In general it I find it better to use UTC. Sometimes you might need a local time. Then I would rather go with UTC + timezone information.

In general times can be extremely tricky for repetitive events, and you should very carefully analyze the use cases.

Imagine a recurring meeting, every Tuesday at 9:00 am. If the DST changes, the meeting should still happen at (the new) 9:00am.

But no add to the meeting some guys in France. For them the meeting is at 6:00pm. And they change the DST by a different rule.

When you change the DST, they don't, so for a while (until France changes DST) someone should be "off": either your meeting will be at 10am that theirs will stay at 6pm, or keep yours at 9am and move theirs at 5pm. There is no other way, computers have nothing to do with it.

How will an application decide who should be "fixed"? Is it the group with most members? (1 guy in US vs 20 in France?) Or is it about the importance of the person? (what if the 1 guy in US is the CEO?)

How do you store that info?
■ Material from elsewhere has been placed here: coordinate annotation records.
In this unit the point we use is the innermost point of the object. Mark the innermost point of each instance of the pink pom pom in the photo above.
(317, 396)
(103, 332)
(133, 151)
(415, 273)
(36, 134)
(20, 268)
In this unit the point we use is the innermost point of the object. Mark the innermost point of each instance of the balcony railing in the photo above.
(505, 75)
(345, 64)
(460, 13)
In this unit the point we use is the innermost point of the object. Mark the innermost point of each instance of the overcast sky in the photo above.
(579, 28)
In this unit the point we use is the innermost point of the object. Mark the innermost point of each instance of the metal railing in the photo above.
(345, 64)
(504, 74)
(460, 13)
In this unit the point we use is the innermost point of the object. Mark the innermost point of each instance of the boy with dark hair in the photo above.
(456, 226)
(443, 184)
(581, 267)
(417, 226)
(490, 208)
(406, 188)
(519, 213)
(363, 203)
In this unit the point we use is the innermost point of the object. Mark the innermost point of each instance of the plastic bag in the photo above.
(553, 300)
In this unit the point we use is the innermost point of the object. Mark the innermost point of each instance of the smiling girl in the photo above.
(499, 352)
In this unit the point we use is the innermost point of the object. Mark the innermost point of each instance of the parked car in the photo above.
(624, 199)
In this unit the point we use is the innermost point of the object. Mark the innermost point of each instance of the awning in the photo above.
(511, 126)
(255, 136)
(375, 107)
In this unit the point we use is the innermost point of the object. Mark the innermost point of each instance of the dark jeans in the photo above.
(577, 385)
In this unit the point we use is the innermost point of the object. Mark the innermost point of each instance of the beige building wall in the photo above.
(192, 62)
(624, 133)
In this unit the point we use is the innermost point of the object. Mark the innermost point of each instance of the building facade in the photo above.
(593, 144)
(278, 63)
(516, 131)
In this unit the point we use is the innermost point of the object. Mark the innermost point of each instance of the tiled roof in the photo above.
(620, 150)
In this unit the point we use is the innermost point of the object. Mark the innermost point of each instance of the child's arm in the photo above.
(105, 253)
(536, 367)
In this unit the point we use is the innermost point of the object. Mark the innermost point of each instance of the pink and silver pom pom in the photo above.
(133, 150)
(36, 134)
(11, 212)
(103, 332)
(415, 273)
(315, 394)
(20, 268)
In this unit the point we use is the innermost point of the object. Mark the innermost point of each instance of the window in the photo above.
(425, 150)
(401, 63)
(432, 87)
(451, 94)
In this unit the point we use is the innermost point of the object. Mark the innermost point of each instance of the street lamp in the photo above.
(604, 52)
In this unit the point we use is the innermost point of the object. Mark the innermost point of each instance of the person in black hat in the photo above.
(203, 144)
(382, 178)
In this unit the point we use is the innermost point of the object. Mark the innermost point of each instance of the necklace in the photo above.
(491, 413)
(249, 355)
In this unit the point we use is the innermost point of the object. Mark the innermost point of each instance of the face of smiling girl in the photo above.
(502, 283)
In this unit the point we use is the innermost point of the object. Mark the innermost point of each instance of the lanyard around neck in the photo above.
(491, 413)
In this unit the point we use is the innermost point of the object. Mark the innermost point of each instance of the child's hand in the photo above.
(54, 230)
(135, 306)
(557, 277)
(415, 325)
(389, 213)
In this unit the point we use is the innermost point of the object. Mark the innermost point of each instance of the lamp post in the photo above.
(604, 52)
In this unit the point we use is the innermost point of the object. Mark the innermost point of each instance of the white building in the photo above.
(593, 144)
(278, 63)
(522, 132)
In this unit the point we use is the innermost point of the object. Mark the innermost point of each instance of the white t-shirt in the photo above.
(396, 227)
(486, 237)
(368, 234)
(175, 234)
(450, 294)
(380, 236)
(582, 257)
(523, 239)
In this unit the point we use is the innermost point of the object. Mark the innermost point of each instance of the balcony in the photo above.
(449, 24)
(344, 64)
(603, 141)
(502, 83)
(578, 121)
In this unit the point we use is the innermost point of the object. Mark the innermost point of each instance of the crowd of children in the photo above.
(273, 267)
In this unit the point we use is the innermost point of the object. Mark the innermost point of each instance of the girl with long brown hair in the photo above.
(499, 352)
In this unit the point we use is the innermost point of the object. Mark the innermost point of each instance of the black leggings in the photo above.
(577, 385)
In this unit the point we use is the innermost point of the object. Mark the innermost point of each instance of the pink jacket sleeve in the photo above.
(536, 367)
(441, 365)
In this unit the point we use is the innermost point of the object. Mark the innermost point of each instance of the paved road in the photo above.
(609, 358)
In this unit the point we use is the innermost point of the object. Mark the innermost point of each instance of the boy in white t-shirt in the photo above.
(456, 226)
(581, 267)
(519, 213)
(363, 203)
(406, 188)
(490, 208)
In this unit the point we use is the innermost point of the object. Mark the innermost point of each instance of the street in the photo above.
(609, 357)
My best solution is to use UTC + one "master time zone" The users in the "master time zone" win (stay fixed).

Things can get pretty tricky, but in general I have found the UTC solves more probelems than it introduces.

Mihai Nita
+2  A: 

In an embedded system you might well receive the time from a source in some sort of "ticks past epoch" form.

If the time is updated relatively frequently, and displayed relatively infrequently, then you might as well store it in the same way it's supplied to you and only convert it for display when needed.

In general, though, UTC is the way to go unless there are other considerations.

Vicky
+2  A: 

I'm in a situation now where I am building a system for storing personal user schedules etc.

At first I read everywhere that the data should be in UTC, as this is the best practice etc, and solves lots of problems.

But I'm not so sure. I want it to be that if a user changes their time zone, their appointments and deadlines will stay at the same local time, not shift around, otherwise all the repeating tasks would get completely messed up and only work for that one timezone.(without rewriting all the dates on timezone shift)

I'm a novice at this kind of stuff, so maybe I've just not thought about it enough at the moment.

Currently I'm going to use UTC +- timezone info for the scheduling of reminders etc, and then work with local time for user timestamps.

This situation maybe only arises because I am considering users moving through timezones, but I'll have to tell you how it works out in the end.

If anyone could warn me of some huge pit I'm digging for myself I would be eternally grateful.

optician
For storing a time-of-day without any particular associated day, it can make sense to use local time. Any time you're storing something which can be represented as seconds-since-1970, you should probably store it as UTC, unless you've thought about exactly what you want to happen for all conversions. Or maybe if you're timezone-aware and you're going to store a timezone with the timestamp, i.e. you have an appointment in Halifax at 1pm local time (AST or ADT). Then that's tricky, because a human would expect local, regardless of whether the law changed to shift the daylight savings day...
Peter Cordes
A: 

UTC is a time-keeping standard that has the accuracy and precision of TAI, but with leap seconds added in at irregular intervals to allow it to closely track mean solar time (UT1).

If the system that you are working with cannot handle leap seconds, then the Bureau International des Poids et Mesures recommends that TAI be used instead of UTC.